Below you will see the outcomes of a recent research project, designed to answer the question: Where to Invest Now? In the chart, you will see the average return on investment percentages for the six most common types of investments: Money Markets, CD's, Gold, REITS, and Stock Market for 2017.
For comparison purposes between asset classes, I held the ROI of the rental property as a constant and then calculated, how much one would have to invest in each of the other asset classes to achieve the same return.
Income producing real estate is the only investment that can achieve "infinite returns"- a time where all costs to secure the asset have been returned to the investor leaving $0 invested while returning increasing returns for life.
The chart below is a partial chart from the REIA Report Investor that was used to conduct a financial performance analysis on a real estate rental property used for example purposes only in the current asset return research study. Please note that this example property, provides Infinite Returns on Investment in Year 4 when the investor manages the property them self, and Year 4 when using a property manager.

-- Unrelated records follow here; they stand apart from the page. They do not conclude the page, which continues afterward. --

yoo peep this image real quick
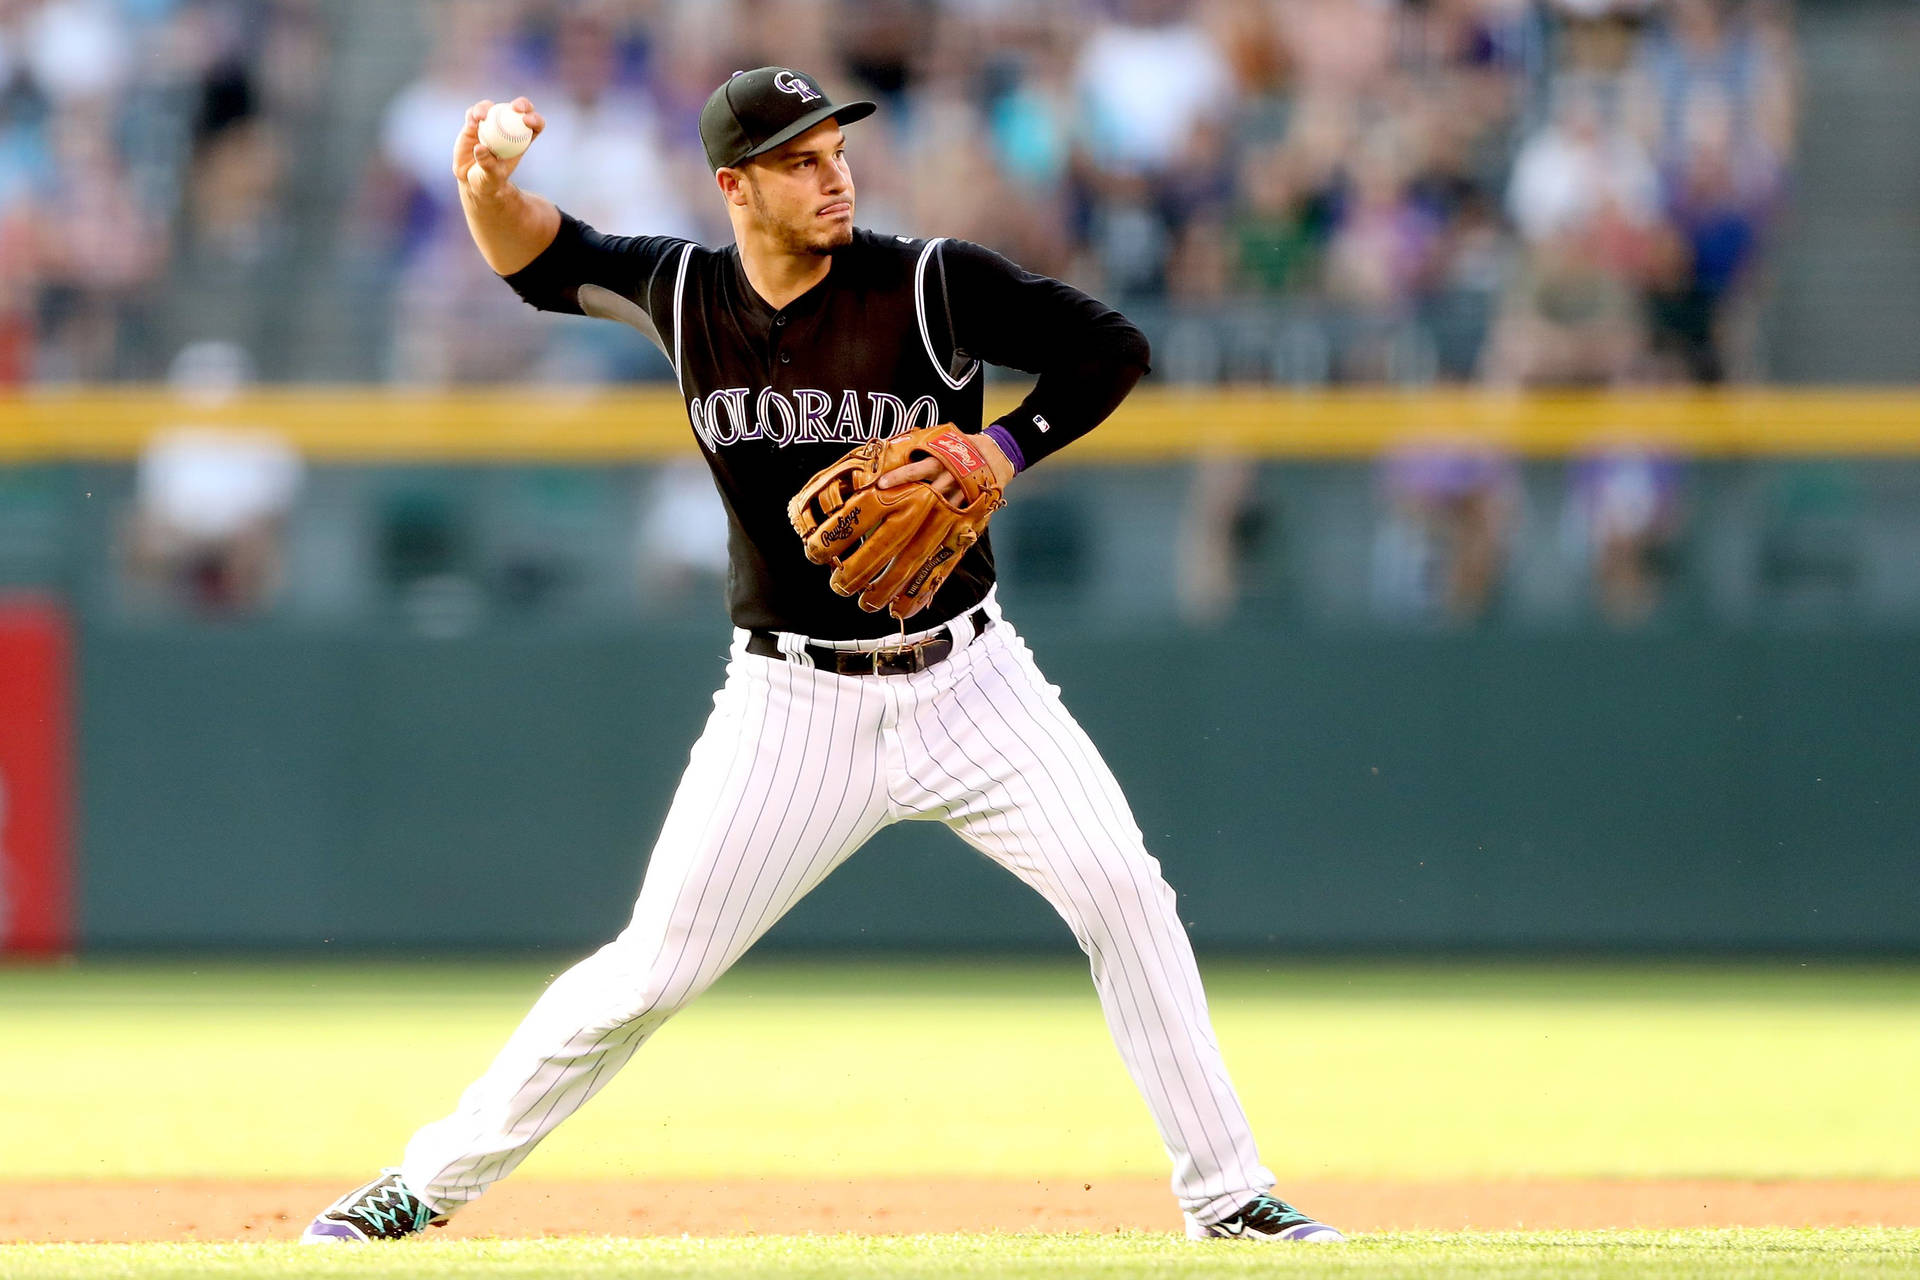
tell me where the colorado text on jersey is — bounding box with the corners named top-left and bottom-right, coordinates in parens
top-left (688, 387), bottom-right (942, 449)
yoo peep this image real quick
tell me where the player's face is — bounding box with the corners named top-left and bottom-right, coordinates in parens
top-left (738, 121), bottom-right (855, 255)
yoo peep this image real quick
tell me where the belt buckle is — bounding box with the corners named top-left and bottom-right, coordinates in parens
top-left (871, 640), bottom-right (924, 677)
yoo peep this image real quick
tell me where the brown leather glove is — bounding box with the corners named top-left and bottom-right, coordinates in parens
top-left (788, 423), bottom-right (1008, 621)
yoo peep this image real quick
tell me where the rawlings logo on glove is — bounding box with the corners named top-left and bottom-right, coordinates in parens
top-left (787, 422), bottom-right (1007, 620)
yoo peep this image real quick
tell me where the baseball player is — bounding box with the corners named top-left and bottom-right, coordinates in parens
top-left (302, 67), bottom-right (1342, 1246)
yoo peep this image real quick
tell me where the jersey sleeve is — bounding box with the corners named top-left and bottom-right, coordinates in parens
top-left (501, 211), bottom-right (694, 358)
top-left (932, 238), bottom-right (1151, 471)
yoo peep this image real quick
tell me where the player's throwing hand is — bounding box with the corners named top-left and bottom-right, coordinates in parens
top-left (454, 97), bottom-right (544, 200)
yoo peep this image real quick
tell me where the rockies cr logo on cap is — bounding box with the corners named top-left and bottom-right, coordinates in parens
top-left (699, 66), bottom-right (875, 171)
top-left (772, 70), bottom-right (821, 102)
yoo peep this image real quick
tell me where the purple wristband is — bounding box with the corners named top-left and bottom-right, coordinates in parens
top-left (983, 423), bottom-right (1026, 473)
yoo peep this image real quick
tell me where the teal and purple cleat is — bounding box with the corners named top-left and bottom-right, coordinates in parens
top-left (1187, 1193), bottom-right (1346, 1242)
top-left (299, 1169), bottom-right (449, 1243)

Unlike all other types of investments, you don't have to "cash in" the investment to continue receiving the investments benefits. For all other investment classes, you must dissolve the investment to reap the benefits of its equity growth (only one of the four pillars for building wealth in real estate). When you invest in the highest generating positive cash flow properties, returns move from good to great to infinite returns- yes infinite returns.
How Residential Rental Properties Can Build Net Worth- Four Levels at the Same Time
When investing, most investors seek out investments that are: safe, secure, provide positive returns, and are guaranteed to be there in the future. Investing in, and Owning-Your-Own residential rental properties, provides investors with an asset that can build net worth and income at four different levels- at the same time- known as a properties Four Pillars. The levels at which these four pillars come together, will be used to make investment decisions.

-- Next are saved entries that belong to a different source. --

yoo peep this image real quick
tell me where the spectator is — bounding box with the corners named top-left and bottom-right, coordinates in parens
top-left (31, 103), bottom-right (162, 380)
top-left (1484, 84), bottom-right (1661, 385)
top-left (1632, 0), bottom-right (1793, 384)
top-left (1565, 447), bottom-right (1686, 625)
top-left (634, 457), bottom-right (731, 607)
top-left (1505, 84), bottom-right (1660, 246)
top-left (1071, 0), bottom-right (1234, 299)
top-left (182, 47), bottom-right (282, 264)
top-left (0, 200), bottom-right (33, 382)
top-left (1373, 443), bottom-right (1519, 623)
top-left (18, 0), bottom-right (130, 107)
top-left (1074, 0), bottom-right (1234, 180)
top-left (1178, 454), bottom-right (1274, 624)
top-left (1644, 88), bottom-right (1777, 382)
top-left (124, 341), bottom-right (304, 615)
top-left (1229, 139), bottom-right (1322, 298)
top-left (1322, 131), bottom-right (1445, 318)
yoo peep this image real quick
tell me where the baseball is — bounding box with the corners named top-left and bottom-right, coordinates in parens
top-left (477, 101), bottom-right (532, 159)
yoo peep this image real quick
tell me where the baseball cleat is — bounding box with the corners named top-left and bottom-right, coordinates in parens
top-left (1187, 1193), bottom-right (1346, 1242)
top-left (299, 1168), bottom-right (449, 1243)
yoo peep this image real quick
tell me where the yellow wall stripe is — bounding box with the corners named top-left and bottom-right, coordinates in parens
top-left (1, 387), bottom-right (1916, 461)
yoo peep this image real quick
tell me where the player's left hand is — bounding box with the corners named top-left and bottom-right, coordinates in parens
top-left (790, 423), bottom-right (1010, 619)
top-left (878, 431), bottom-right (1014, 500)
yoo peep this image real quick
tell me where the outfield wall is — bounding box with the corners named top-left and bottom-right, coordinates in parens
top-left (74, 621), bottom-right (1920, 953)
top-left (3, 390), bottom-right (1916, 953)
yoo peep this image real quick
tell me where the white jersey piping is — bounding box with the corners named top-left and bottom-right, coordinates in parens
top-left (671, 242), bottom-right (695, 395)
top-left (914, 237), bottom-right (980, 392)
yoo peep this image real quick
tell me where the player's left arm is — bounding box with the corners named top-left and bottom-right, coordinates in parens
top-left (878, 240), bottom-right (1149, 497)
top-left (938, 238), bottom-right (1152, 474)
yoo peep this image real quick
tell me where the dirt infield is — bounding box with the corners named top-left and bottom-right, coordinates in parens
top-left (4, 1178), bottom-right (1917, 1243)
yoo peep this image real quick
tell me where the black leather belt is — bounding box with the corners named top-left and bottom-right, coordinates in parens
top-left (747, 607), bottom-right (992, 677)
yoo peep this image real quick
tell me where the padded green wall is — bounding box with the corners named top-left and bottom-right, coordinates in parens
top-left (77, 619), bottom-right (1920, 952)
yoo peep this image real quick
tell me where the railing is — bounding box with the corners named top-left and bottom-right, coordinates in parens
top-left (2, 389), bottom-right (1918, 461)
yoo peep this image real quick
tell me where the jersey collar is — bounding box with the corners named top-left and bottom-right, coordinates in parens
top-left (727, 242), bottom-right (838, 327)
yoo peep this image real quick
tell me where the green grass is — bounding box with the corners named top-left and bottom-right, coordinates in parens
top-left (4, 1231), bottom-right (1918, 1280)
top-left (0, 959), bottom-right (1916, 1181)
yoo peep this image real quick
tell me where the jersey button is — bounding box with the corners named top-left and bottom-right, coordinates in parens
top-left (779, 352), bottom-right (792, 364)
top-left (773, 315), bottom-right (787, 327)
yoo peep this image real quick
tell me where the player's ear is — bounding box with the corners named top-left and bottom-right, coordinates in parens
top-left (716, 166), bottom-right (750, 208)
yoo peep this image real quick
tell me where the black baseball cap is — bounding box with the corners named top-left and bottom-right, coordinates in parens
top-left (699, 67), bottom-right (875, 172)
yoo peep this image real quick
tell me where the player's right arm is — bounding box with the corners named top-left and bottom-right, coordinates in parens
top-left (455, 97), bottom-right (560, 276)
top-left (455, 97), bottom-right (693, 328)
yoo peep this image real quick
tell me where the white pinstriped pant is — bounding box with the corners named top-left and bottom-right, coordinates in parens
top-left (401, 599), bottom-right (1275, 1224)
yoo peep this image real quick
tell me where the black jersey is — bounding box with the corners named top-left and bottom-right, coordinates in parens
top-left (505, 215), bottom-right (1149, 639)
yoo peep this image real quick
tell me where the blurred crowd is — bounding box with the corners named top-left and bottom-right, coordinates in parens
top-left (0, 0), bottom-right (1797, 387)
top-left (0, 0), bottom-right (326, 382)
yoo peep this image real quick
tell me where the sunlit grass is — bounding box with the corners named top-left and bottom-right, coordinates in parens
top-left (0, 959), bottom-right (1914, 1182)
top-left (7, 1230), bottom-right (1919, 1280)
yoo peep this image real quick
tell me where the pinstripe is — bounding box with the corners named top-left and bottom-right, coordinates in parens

The Four Pillars for Building Net Worth and Income
1. Cash Flows- The amount of income generated from rents and other non-rental activities for a property
2. Tax Benefits- The total of allowable deductions on a tax return intended to reduce a taxpayer's burden (multiple tax shelter strategies you can take advantage of)
3. Appreciation- The increase in value of a property over a period of time (can come from market appreciation, forced appreciation, or financial appreciation).
4. Principle Reduction- The amount of principal that has been paid down due to making timely monthly payments on the debt (your investment is paid for my tenants).
Cash Flows and Tax Benefits return cash back into your system on a monthly or yearly basis. Appreciation and Principal Reduction returns equity over a longer period of time and typically are realized through an equity loan or line of credit, refinancing, or at sale.